6        Information from an anonymous caller can create reasonable suspicion to justify an investigative stop when the caller provides reasonable indicia of reliability.  Id., ¶¶17-18.  There is no per se rule of reliability, but three factors inform our decision:  (1) the caller’s veracity; (2) the caller’s basis of knowledge; and (3) whether, under the totality of the circumstances, the activity described by the caller describes an imminent threat to public safety.  Id., ¶¶18, 26, 32-34.  Drunk driving falls into the category of serious threats to public safety, and an officer is not required to wait to personally observe signs of erratic driving or intoxication.  Id., ¶35. 

7        Applying these factors, we conclude that the caller presented sufficient indicia of reliability to justify the traffic stop.  The record contains no reason to believe the caller would have known that the number he called was not equipped with caller identification.  He had no basis for knowing how long it would take the police to respond and the officer could have arrived before the caller left the parking lot.  Under the circumstances, a caller making a false report would run the risk of being identified and prosecuted if he deliberately lied.  See § 946.41 (2009-10).  There is also no reason to conclude that the caller purposefully withheld any identifying information or would not have provided his name if he had been asked.  Under these circumstances, the record provides no reason to doubt the caller’s veracity.

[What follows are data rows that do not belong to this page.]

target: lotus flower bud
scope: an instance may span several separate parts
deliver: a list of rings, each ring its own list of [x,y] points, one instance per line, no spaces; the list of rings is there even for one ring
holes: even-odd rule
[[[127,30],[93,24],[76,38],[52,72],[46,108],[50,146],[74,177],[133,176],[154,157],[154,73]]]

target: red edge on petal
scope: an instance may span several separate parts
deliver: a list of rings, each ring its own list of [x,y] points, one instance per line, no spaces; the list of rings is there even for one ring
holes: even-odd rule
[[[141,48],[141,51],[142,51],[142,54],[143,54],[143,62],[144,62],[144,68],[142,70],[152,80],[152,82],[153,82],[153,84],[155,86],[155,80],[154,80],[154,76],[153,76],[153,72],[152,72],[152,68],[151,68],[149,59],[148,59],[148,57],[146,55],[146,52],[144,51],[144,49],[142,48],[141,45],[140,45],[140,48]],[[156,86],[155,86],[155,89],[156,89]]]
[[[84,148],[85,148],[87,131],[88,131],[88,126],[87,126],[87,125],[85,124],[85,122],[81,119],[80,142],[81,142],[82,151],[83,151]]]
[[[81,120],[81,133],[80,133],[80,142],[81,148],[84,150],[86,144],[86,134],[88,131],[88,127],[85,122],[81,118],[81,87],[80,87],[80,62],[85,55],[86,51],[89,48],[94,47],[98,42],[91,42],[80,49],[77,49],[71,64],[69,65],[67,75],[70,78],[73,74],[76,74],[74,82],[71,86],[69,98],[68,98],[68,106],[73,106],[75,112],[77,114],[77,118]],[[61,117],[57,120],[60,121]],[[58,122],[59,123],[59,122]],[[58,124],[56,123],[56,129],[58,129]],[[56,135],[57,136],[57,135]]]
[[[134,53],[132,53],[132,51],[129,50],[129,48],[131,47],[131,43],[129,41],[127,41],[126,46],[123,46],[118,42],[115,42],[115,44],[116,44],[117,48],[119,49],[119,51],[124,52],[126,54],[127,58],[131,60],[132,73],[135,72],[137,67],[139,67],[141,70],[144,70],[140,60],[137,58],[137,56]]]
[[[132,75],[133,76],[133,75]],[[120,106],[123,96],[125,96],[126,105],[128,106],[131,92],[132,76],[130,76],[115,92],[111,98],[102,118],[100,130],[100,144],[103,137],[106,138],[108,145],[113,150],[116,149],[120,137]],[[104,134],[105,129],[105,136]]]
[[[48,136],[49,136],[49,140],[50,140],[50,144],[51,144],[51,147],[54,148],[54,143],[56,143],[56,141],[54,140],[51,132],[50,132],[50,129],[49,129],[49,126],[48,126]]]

8        The caller also demonstrated sufficient basis of knowledge.  He reported that he personally observed the driving and the degree of impairment.  He reported specific details that showed how he came to know of the illegal activity.  Olson was able to confirm that a black car driven by a male with a specific license plate number was present at the location the caller identified within a few minutes of the call.  Even if some of these details were “innocent,” they provided Olson with a basis to test the reliability of the anonymous caller.  See State v. Williams, 2001 WI 21, ¶37, 241 Wis. 2d 631, 623 N.W.2d 101.  If “an informant is right about some things, he is probably right about other facts that he has alleged, including the claim that the object of the tip is engaged in criminal activity.”  Alabama v. White, 496 U.S. 325, 331 (1990).

9        Finally, the anonymous caller reported an imminent threat to public safety.  Olson stopped Coppens on a busy roadway with both vehicle and pedestrian traffic.  He was not required to endanger public safety by delaying the traffic stop until he could independently confirm Coppens’ intoxication.

            By the Court.—Judgment and order affirmed.

            This opinion will not be published.  See Wis. Stat. Rule 809.23(1)(b)5 (2009-10).